Niloufar Bayani graduated from McGill University in Montreal in 2009. On the first day of her trial January 30, she repeatedly interrupted the reading of the indictment, the New York-based Center for Human Rights in Iran (CHRI) said.
Bayani faces a charge that can result in a death penalty. She is one of eight environmentalists, all arrested in January of last year, now on trial. She told the court the indictment was solely based on a false confession she gave while under physical and psychological torture in Evin Prison. She said she was repeatedly beaten and threatened.
An unnamed source told CHRI, “When the defendant persisted, the judge warned her to stop her objections. But after she continued to object, she was allowed to talk for a few minutes about the coerced nature of the confessions.”
Human Rights Watch, based in New York, said Bayani, 31, also denounced her treatment on February 2, the second day of the trial. A source told the group that Bayani said: “If you were being threatened with a needle of hallucinogenic drugs [hovering] above your arm, you would also confess to whatever they wanted you to confess.”
The eight conservationists are all with the Persian Wildlife Heritage Foundation, an environmental organization.
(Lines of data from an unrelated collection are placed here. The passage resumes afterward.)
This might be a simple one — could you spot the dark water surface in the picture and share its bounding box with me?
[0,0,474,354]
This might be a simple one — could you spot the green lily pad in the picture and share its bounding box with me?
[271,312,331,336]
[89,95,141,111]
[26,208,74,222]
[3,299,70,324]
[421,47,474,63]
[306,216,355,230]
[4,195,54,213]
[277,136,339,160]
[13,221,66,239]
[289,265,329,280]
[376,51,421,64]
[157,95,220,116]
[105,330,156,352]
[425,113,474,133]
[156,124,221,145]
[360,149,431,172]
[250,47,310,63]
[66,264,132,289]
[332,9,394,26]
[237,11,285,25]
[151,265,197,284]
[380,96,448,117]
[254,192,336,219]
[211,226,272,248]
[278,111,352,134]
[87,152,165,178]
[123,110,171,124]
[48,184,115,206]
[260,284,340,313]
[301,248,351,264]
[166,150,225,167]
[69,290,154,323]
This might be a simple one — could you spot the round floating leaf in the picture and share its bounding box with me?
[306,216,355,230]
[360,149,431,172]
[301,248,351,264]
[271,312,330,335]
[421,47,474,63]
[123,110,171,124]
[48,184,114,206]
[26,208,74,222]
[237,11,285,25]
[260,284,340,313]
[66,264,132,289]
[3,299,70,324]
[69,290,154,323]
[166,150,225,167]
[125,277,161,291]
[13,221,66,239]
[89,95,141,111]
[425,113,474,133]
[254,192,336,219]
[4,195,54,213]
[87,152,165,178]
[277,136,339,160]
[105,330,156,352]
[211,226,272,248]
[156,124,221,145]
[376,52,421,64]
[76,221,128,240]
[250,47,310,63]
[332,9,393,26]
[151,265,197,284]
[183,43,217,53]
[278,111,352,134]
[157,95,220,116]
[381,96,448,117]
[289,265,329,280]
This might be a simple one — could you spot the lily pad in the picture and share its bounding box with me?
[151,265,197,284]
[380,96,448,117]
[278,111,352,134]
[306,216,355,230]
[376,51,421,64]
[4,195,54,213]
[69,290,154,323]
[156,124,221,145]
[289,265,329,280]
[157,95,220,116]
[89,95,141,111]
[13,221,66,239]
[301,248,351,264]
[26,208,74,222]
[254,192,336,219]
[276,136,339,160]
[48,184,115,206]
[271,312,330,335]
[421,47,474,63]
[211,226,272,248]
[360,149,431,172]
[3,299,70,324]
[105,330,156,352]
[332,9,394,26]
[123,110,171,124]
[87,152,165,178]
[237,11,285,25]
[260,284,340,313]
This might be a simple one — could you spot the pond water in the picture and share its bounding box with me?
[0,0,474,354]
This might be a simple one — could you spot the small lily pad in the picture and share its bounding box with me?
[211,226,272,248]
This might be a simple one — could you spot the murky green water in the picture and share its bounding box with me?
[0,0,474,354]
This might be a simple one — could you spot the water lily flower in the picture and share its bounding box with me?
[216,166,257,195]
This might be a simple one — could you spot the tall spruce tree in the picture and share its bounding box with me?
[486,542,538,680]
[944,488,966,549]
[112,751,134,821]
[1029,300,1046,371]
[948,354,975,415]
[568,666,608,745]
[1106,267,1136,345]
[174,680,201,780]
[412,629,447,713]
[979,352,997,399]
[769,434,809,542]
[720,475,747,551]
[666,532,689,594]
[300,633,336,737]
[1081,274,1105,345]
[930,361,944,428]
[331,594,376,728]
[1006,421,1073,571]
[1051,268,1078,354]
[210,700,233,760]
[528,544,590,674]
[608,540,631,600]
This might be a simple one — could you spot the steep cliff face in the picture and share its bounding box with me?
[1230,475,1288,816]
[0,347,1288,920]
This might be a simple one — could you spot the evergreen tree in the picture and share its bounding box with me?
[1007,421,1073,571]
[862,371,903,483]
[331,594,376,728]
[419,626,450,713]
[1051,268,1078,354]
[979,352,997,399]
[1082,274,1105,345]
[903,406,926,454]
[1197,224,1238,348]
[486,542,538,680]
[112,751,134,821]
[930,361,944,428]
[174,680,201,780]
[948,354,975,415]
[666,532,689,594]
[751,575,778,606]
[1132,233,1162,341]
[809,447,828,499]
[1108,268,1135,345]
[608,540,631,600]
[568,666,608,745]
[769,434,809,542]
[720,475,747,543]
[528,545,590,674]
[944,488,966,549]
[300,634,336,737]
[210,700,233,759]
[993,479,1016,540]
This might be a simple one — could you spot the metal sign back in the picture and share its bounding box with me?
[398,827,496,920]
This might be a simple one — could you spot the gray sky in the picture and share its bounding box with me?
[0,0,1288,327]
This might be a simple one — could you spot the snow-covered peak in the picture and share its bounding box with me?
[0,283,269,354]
Also arrested in January was Iranian-Canadian foundation director Kavous Seyed-Emami; he died three weeks later under suspicious circumstances at Evin Prison.
The conservationists were tracking Asiatic cheetahs using camera traps — motion-activated devices collecting data about the endangered species. The Pasdaran allege their work was a cover for spying on military installations and Iranian missile launches.
Bayani and three others are charged with “sowing corruption on Earth,” which is punishable by death. The other four are facing lesser charges. The accused were not allowed to choose their lawyers.
Presiding over the closed-door trial is Abol-Qasem Salavati, a hardline judge known for harsh sentences. In 2011, the European Union sanctioned Salavati for “serious human rights violations.”
In light of the torture allegations, rights groups this week repeated their call for the conservationists to be released.
“The gravity of due process violations against these activists over the past year, and the recent allegation of torture and forced confessions, has reinforced the reality that the Judiciary [in Iran] is a tool of repression and a symbol of injustice,” said Michael Page of Human Rights Watch.
Radio Farda, the US-funded Persian-language media outlet, this week reported that some Majlis deputies have asked President Rohani to ensure the conservationists have access to their own lawyers.
The Canadian government, which cut diplomatic ties with Iran in 2012, has said it is “deeply concerned” about Bayani’s detention.
After graduating from McGill, Bayani obtained a master’s degree in conservation biology at Columbia University in New York. She then worked for the United Nations Environment Program in Geneva before returning to Iran in 2017.